We’re managing a bucket with 800M+ documents, which is approaching 1B documents.
The typical document has different fields, but the ones included 100% in the query are “BaseTopic” and “AcquisitionTimestamp”.
We used the index advisor, but we observed too much results with the different possible queries. We cannot afford a multiple index creation since we’re on an edge environment with low resources.
Currently we’re using an index like the following:
CREATE INDEX “idx1” ON bucket.scope.collection (AcquisitionTimestamp, BaseTopic) PARTITION BY HASH (BaseTopic).
BaseTopic is a string like “Environment/DeviceCategory/Device/Event”, while AcquisitionTimestamp it’s a string representing the exact timestamp when the event has been received.
Queries are usually filtered by BaseTopic and AcquisitionTimestamp in a frame of 1 day (e.g. AcquisitionTimestamp >= “2024-07-11T00:00:00” AND AcquistionTimestamp < “2024-07-11T23:59:99.999999”.
Would the index be more efficient partitioning also on the AcquisitionTimestamp?
Is the fields order impacting the index performance (e.g. partition by “AcquisitionTimestamp, BaseTopic” is different than “BaseTopic, AcquisitionTimestamp”)?
I’m not the index expert, but if you query on the ‘day’ portion of the timestamp, then maybe use the ‘day’ portion of the timestamp in the index and query on that (with substr)? The predicate can be for equality instead of two inequalities.
Hi @mreiche many thanks for your suggestion!
Since we cannot try new indexes at the moment, I would like to better understand the impact of adding the AcquisitionTimestamp in the partitioning, as it is right now.
As you have predicate on BaseTopic and it is most likely equality or IN. So move that leading key so that indexScans will be faster due to it needs to scan only subset of index. If AcquisitionTimestamp is leading key, the query predicate will be range and BaseTopic is spread across index and may need more disk reads. Rule#11 Right Index Option: How to Get the Right Performance
Not sure how many BaseTopic you have if reasonably small then partial index for each type might be better due to length of the BaseTopic may be 40 bytes now look index having 1B*40 bytes (40GB) bigger.

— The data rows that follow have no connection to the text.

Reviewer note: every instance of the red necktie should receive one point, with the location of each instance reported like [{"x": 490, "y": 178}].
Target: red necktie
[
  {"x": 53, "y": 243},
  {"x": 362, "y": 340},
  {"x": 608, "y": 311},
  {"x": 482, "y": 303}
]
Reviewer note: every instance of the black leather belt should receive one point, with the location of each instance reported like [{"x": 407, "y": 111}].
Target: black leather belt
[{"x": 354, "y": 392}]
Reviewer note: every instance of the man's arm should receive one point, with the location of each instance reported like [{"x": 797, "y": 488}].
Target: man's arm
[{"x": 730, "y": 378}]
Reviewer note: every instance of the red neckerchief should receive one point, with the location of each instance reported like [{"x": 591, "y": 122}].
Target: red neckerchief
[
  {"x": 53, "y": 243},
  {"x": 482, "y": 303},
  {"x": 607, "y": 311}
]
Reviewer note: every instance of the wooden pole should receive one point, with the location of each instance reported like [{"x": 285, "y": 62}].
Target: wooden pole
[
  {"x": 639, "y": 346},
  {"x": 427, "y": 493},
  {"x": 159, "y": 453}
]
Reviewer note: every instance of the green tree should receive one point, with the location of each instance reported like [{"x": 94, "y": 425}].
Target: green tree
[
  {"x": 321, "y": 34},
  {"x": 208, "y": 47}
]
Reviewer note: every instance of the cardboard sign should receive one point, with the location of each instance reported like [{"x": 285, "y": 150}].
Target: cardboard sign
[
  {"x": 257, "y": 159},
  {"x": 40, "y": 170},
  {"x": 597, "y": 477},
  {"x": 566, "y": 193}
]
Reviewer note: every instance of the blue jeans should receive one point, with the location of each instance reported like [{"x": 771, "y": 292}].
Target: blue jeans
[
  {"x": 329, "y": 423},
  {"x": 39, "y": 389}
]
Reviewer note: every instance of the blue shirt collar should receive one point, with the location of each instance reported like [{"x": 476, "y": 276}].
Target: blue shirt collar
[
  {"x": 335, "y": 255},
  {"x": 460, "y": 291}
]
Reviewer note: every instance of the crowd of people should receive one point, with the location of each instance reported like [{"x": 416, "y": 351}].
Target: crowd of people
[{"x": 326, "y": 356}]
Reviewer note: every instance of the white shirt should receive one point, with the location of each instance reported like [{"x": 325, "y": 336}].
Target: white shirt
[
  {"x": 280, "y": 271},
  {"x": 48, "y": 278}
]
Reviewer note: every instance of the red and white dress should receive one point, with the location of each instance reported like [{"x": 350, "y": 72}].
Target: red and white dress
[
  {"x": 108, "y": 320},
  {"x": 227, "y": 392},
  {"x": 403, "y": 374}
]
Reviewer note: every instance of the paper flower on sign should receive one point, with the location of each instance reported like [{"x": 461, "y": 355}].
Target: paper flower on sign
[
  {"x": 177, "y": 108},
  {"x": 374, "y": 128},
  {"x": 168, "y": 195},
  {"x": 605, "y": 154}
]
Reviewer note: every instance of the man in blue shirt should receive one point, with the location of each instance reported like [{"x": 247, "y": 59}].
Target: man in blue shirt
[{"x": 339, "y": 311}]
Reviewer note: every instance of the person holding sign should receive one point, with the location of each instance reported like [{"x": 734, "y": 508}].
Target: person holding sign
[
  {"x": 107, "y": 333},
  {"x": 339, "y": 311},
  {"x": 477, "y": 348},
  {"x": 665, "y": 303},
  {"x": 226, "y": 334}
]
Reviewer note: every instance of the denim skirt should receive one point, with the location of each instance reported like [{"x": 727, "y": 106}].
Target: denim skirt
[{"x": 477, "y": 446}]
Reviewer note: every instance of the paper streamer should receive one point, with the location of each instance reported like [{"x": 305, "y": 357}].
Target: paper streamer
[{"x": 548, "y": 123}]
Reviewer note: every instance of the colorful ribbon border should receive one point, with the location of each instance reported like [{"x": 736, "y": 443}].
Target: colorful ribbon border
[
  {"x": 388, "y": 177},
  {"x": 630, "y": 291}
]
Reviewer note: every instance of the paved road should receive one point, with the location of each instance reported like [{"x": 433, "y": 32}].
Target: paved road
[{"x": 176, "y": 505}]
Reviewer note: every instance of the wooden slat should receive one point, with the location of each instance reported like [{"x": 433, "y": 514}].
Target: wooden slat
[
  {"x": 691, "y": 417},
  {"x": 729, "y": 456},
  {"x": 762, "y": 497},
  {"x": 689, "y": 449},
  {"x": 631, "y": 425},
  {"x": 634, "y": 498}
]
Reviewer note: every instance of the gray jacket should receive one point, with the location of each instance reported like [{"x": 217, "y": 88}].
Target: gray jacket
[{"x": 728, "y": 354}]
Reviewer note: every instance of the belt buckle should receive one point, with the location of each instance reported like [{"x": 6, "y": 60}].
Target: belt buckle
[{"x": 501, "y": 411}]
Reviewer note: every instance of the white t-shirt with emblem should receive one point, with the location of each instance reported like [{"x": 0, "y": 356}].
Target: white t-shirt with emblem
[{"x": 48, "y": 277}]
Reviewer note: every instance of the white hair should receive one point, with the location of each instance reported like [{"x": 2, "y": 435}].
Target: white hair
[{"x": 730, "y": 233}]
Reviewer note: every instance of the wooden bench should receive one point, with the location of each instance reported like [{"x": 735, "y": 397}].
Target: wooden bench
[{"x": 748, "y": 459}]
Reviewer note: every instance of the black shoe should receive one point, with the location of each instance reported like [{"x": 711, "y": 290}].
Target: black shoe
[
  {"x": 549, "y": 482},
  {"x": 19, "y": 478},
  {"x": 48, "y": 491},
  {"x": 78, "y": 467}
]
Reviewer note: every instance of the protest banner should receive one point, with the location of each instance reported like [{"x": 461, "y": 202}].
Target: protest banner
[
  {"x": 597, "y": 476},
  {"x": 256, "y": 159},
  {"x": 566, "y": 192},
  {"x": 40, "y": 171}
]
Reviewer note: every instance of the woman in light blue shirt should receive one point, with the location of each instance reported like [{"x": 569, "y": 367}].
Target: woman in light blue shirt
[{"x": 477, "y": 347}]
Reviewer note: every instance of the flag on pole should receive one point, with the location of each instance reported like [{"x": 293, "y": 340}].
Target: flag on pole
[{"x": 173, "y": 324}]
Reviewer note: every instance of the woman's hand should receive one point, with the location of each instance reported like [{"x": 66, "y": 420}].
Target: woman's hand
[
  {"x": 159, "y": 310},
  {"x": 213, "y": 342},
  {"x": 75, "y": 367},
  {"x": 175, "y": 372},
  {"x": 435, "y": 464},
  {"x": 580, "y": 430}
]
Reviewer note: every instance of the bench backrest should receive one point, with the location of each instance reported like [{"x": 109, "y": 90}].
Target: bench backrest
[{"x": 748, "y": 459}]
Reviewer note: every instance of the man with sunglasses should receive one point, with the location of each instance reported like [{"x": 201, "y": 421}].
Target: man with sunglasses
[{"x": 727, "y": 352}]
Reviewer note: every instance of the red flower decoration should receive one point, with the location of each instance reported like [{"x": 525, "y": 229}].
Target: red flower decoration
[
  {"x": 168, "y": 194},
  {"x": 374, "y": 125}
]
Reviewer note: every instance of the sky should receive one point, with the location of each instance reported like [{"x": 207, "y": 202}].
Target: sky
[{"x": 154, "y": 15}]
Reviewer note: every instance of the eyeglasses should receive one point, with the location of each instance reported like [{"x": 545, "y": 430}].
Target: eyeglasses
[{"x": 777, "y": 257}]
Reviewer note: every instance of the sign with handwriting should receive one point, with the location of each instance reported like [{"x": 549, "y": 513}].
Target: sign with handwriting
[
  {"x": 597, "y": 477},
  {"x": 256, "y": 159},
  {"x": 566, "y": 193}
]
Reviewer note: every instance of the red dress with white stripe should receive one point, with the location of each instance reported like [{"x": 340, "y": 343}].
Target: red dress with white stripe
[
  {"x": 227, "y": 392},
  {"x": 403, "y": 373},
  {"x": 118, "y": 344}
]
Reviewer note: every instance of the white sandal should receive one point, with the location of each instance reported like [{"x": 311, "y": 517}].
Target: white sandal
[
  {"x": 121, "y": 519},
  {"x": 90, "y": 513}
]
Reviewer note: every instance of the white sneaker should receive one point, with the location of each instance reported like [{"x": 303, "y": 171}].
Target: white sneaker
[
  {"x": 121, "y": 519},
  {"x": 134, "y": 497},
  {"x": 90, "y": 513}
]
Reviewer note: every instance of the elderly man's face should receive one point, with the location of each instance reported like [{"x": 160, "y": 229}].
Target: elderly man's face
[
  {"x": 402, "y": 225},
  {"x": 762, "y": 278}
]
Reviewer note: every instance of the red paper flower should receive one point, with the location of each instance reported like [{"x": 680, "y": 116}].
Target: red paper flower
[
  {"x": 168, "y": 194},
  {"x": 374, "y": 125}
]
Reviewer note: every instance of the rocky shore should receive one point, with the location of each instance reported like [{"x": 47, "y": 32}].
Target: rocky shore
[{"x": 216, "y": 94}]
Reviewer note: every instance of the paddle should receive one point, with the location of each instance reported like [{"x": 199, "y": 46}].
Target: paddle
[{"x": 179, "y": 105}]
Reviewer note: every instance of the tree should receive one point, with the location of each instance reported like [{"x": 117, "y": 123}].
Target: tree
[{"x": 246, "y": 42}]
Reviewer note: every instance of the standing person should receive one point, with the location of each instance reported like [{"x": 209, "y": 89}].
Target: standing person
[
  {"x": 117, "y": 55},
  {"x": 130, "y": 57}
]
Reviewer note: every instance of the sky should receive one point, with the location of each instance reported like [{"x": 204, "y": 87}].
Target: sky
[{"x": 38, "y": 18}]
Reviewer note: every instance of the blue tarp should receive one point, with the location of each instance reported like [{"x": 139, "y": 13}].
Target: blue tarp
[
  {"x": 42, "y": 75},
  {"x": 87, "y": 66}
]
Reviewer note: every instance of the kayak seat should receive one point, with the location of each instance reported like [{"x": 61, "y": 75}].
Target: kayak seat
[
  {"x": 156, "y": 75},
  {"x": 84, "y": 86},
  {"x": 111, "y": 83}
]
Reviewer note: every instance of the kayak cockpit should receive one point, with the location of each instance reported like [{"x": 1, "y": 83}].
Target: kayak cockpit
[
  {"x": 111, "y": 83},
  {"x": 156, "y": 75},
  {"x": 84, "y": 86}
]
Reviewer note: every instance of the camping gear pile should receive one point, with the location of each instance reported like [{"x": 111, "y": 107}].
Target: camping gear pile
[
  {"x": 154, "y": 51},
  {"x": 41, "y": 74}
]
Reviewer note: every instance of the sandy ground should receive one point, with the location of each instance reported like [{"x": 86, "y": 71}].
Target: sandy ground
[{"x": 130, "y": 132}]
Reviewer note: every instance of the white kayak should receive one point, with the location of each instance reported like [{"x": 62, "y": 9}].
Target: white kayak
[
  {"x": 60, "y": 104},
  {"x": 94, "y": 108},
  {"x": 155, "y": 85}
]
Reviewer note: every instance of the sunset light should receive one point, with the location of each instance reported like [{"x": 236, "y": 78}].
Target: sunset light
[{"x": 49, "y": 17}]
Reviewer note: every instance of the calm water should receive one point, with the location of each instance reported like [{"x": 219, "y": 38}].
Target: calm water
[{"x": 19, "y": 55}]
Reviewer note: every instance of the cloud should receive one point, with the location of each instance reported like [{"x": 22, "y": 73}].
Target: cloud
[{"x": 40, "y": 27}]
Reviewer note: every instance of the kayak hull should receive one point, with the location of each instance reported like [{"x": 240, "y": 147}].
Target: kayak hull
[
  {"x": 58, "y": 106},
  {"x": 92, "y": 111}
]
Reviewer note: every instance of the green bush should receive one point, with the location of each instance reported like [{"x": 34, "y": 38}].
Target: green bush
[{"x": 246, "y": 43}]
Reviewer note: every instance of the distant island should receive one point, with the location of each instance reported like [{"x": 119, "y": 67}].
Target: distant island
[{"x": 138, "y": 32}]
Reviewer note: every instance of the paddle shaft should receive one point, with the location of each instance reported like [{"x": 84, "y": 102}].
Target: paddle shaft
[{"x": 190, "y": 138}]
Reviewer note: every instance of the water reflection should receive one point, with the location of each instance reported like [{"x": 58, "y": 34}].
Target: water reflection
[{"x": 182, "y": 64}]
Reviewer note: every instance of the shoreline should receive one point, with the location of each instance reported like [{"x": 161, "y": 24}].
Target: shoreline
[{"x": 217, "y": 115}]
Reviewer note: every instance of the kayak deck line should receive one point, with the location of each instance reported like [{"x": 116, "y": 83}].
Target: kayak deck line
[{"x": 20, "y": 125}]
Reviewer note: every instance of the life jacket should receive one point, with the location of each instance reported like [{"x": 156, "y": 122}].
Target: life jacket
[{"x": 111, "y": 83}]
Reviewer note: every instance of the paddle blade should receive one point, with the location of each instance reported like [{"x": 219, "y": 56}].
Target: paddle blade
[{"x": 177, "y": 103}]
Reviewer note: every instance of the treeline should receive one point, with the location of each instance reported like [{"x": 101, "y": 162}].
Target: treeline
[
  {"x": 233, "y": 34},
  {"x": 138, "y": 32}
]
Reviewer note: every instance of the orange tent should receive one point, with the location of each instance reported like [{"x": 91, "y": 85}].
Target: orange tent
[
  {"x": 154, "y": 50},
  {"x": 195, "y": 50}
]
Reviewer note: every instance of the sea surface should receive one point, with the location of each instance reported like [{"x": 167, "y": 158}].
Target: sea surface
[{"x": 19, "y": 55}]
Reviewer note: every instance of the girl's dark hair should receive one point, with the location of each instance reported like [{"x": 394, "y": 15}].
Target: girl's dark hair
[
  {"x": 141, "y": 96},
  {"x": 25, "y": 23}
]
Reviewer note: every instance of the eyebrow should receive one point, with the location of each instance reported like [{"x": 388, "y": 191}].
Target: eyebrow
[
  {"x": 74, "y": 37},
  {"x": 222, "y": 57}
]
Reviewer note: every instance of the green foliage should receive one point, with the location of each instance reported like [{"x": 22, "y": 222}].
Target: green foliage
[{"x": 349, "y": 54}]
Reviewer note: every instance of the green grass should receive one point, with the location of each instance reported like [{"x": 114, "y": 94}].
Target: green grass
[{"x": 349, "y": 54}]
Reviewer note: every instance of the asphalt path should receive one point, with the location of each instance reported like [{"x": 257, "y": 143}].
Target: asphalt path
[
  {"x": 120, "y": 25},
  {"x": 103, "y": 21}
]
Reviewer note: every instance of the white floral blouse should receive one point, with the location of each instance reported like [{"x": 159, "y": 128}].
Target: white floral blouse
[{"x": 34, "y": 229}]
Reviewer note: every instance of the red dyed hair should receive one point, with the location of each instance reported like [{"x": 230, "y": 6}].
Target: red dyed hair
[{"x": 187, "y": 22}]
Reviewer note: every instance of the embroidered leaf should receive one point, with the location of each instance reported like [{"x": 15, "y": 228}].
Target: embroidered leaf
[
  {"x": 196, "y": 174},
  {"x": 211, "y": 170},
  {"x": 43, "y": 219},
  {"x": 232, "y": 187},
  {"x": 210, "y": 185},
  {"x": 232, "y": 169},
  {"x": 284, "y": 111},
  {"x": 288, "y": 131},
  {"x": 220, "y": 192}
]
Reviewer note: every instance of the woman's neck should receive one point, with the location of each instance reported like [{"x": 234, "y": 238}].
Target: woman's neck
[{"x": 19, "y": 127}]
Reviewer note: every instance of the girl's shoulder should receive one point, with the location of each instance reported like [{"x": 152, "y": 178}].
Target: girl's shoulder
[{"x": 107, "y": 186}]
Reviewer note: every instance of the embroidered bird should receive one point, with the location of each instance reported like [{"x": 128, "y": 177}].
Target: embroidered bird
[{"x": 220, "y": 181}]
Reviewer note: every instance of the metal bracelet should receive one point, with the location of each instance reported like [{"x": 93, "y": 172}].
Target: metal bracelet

CREATE INDEX ix1 ON bucket.scope.collection (BaseTopic, AcquisitionTimestamp)
PARTITION BY HASH (BaseTopic)
For AcquisitionTimestamp is PARTITION , it must be immutable. Also most queries does range scan, So it can’t do partition elimination(must do scatter gather). Only advantage is if index doesn’t fit one node or partition entries are skewed (i.e. one partition has lot and others less).
Another option remodel bucket to collection and each collection store specific BaseTopic and avoid BaseTopic in document and index which can save more
As @mreiche mentioned if you only query one day you can use SUBSTR(AcquisitionTimestamp,0,10) in index and query or DATE_STR_FORMAT() .
Best option for not changing queries is create new index and drop old index afterwords you will see immediate impact.
I tried on 10M documents, but I’m seeing no performance improvements, even adding the BaseTopic as first index field.
I also tried to partition by “BaseTopic,AcquisitionTimestamp” but didn’t work.
Additionally, I tried to substitute each reference to AcquisitionTimestamp with SUBSTR(AcquisitionTimestamp,0,10) but didn’t get the wanted results.
I partitioned the index also with SUBSTR(AcquisitionTimestamp,0,10) and queried with SUBSTR(AcquisitionTimestamp,0,10) = “YYYY-MM-DD” but nothing improved.